# Custom car audio Dubai



## dabudaplayer (Aug 28, 2010)

Hi guys, i was just wondering if anyone would know of a company that makes custom fitted subwoofers and speakers for cars. Ive looked online and couldn't find any company that does that, do they even exist here?


----------



## INFAMOUS (Apr 19, 2011)

LOL... they exist but almost impossible to find! Lots of cheap/knock off stuff here. Luckily the materials to build them are very cheap! I have done lots of this in the past and continue to here a bit on the side. Shoot me a PM and let me know what you have/looking for.


----------



## Ogri750 (Feb 14, 2008)

Google "Gulf Wireless"


----------



## gogic99 (Feb 6, 2014)

Help!!!!Same problem move to Dubai and I need box for kicker solo X,is somebody making boxes?Thank you


----------



## Brav0 (Feb 11, 2013)

I too have been looking into this too I have just bought a Peugeot RCZ, I dont want to fill it full of speakers as such but wouldn't mind replacing the stock ones with JL Audio or similar and maybe a small sub in the boot. I used to dabble a bit in the UK but I dont have the tools or the space here. Happy to do as a little project if anyone can assist?

Thanks


----------



## Berliner (Jul 18, 2013)

Went to YellowHat to check for component speakers for the doors, an amplifier to power them and active subwoofer to install under the seat of BMW Z4. On top of the over priced speakers, amp and sub, the salesman told they will charge me AED 900 for installing it and take 4 hours to do it!!!!

Needless to say I walked out of there. Will try sourcing the items online and have a go at it myself. Removing the door cards and installing the speakers won't take more than 30mins (lots of videos on YouTube on how to do it).

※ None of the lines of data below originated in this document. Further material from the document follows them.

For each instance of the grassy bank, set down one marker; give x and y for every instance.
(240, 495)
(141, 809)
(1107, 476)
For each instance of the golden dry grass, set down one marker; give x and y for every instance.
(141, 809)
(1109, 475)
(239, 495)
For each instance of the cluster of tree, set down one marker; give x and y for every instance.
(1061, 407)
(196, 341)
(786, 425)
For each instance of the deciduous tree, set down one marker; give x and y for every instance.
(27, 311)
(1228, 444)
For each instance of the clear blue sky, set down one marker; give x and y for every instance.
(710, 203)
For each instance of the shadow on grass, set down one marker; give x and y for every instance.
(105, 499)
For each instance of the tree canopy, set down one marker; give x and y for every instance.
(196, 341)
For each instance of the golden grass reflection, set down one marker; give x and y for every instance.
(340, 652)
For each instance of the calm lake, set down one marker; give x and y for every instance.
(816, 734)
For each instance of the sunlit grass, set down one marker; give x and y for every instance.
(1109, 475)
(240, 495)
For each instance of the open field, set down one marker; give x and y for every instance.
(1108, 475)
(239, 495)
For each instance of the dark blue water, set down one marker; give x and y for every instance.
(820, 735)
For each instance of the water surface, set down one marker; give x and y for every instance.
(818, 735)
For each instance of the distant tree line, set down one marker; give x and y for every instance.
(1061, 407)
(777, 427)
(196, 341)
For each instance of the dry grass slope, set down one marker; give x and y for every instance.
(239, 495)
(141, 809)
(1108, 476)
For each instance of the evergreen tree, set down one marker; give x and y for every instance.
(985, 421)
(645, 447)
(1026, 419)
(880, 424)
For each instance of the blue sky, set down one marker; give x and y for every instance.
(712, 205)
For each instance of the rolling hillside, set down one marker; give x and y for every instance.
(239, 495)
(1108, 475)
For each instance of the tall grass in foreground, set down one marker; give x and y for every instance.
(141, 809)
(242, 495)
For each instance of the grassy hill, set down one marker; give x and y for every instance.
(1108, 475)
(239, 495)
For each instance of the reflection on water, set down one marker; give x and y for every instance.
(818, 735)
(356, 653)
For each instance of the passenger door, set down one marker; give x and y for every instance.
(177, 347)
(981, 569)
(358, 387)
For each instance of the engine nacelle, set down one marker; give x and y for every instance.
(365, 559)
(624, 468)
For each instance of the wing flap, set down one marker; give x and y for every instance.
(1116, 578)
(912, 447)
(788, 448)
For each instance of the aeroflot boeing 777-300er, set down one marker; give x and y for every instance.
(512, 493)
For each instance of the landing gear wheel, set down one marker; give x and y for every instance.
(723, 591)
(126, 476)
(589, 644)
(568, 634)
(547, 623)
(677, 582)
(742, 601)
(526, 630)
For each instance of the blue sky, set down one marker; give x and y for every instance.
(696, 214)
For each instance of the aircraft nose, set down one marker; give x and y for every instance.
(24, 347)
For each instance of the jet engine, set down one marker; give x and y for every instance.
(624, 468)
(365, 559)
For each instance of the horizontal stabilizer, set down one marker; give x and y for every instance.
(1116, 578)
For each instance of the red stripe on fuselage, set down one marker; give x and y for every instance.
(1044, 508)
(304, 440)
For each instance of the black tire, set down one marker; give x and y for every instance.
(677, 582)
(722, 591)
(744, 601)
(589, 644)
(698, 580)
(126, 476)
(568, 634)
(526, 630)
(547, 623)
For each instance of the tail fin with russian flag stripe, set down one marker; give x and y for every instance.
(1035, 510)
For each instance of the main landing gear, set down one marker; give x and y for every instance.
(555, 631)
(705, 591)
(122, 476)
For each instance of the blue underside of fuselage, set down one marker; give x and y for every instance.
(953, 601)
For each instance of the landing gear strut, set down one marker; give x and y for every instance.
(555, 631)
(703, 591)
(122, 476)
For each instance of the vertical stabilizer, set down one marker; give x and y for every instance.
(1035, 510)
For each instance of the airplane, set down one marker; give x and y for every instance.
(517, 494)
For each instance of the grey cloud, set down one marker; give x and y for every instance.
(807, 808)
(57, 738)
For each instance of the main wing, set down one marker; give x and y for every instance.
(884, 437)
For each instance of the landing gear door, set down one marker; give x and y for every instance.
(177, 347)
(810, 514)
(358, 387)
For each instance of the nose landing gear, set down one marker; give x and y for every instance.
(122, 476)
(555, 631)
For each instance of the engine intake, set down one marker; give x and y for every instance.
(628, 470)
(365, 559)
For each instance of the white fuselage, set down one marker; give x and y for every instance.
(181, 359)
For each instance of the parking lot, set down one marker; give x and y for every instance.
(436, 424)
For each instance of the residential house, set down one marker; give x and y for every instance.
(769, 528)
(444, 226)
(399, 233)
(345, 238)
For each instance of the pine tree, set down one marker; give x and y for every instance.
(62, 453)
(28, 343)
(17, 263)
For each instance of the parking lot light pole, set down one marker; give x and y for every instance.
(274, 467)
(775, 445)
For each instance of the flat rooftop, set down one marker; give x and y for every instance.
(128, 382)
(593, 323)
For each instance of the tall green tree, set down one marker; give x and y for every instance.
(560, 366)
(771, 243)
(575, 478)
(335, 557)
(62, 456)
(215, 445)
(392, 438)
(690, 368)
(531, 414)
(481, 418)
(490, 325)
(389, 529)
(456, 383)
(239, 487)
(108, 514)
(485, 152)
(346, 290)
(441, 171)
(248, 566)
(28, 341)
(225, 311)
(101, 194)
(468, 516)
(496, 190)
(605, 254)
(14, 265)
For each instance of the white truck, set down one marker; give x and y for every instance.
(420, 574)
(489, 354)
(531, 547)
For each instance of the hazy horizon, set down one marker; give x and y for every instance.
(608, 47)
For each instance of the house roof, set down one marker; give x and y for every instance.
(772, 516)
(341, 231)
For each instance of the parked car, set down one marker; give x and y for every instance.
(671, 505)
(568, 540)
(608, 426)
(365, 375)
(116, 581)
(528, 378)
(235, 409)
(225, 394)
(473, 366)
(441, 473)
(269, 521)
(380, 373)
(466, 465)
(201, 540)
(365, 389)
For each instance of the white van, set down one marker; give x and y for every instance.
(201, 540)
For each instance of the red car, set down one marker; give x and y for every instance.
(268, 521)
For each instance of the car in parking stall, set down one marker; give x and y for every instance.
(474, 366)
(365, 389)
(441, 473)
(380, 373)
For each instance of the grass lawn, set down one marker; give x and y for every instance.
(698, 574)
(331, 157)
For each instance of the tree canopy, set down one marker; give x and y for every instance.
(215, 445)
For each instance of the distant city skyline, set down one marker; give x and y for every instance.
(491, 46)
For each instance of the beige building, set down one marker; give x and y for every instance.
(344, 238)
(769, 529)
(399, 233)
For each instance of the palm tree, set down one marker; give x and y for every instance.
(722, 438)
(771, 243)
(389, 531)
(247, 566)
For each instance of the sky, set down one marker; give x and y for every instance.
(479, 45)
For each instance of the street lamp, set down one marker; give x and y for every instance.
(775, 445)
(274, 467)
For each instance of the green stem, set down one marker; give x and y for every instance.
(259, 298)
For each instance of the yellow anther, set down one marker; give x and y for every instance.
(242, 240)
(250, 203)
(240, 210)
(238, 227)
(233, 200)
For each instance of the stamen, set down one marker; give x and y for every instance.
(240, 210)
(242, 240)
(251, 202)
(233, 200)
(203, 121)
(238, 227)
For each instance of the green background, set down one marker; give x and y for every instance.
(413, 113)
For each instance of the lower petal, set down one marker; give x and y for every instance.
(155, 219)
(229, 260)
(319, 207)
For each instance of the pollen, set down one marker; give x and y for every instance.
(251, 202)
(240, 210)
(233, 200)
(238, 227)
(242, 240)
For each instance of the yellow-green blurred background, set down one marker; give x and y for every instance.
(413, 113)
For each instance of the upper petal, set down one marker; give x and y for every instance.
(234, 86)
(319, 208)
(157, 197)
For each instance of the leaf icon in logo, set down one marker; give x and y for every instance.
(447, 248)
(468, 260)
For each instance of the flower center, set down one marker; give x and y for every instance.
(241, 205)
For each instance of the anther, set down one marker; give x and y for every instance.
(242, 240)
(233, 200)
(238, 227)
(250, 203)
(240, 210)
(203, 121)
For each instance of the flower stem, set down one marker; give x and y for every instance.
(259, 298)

It is installing the sub underneath the seat that I am not too confident about and securing the amp that will power the components in the doors.


----------



## gogic99 (Feb 6, 2014)

hmmm yes project we can all do something,well lets put it like this I know think or 2 about car audio I can not poste website here because I m new member so google honda civic type r kicker and on kicker site its my old car
now for past few year when I was leaving home in europe i was driving bmw e92 335i so i could not touch anything,then I come in Dubai and i bought porsche cayenne turbo i hate that car i sold it after 30 days,now i bought for my wife peugeot 307 and now I m ready to go music mental again,all music what you see in car i have in europe plus few more amps extra and more stuff.And we can do what ever because I have 75% off on fedex so hmmmmmmm,


----------